Roberts and his supporters went to the capitol to testify against four gun control bills. NRAILA.com reports on them:

SB 556 would “require notification to the Terrorist Screening Center of the FBI before a determination can be made to issue or deny a firearm permit,” “This legislation is unnecessary, as notification is already provided when utilizing the National Instant Check System (NICS), which Hawaii utilizes as part of the background check inquiry. Any determination based solely on inclusion on this list would violate a person’s right to due process.”

SB 600 would prohibit anyone under the age of 21 from registering a firearm, including military personnel who move their firearms to the island.

SB 621 would make it a misdemeanor if an individual failed to report a missing weapon within 24 hours, including in cases of robbery.

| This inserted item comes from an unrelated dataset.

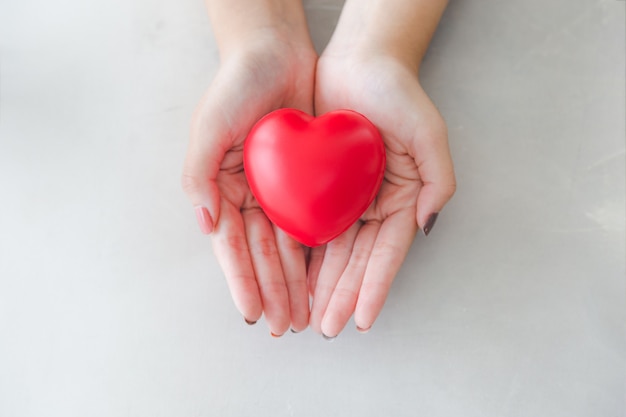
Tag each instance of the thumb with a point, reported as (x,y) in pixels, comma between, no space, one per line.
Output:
(208,144)
(434,164)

SB 1466 would establish a red flag gun confiscation law, meaning third parties could accuse someone of being unfit to possess a gun, and that person could have his or her gun(s) confiscated based on an accusation, not on a conviction.

“State legislators are supposed to hear testimony, but look around the country – many of them are acting like rulers and deciding what to do based on what they think is best, not what their constituents want,” Roberts said.

Roberts wore a body camera to confront Sen. Clarence Nishihara (D-Waipahu), chairman of the committee, about the missing testimony, and posted it on the Coalition’s website.

In the video, a clerk for Nishihara tells Roberts the committee was no longer using the direct testimony email address through which the Coalition told its members to submit their testimony. The clerk claims the information came directly from Nishihara.

Committee rules state that email is an acceptable way by which to submit testimony. The state website states, however, that the preferred method of communication is through the capitol website, so emails can be stored electronically.
According to Nishihara’s clerk, the committee email system was having problems filtering the testimony into the right folders. A lot of testimony was incorrectly moved into the “junk” folder. The committee has stopped checking that inbox because of the problems.

“This testimony is the voice of the people, and they must be given a chance to speak,” Roberts said.

Hawaii News Now reported the Senate has since added the missing testimony to the public record, though it is unclear how much testimony on other bills has been affected by this problem.

NRA-ILA reported that “the Hawaii state Senate Committee on Public Safety, Intergovernmental and Military Affairs passed three anti-gun bills out of committee,” and that S.B. 600, S.B. 621, and S.B. 1466 are headed for a vote on the Senate Floor.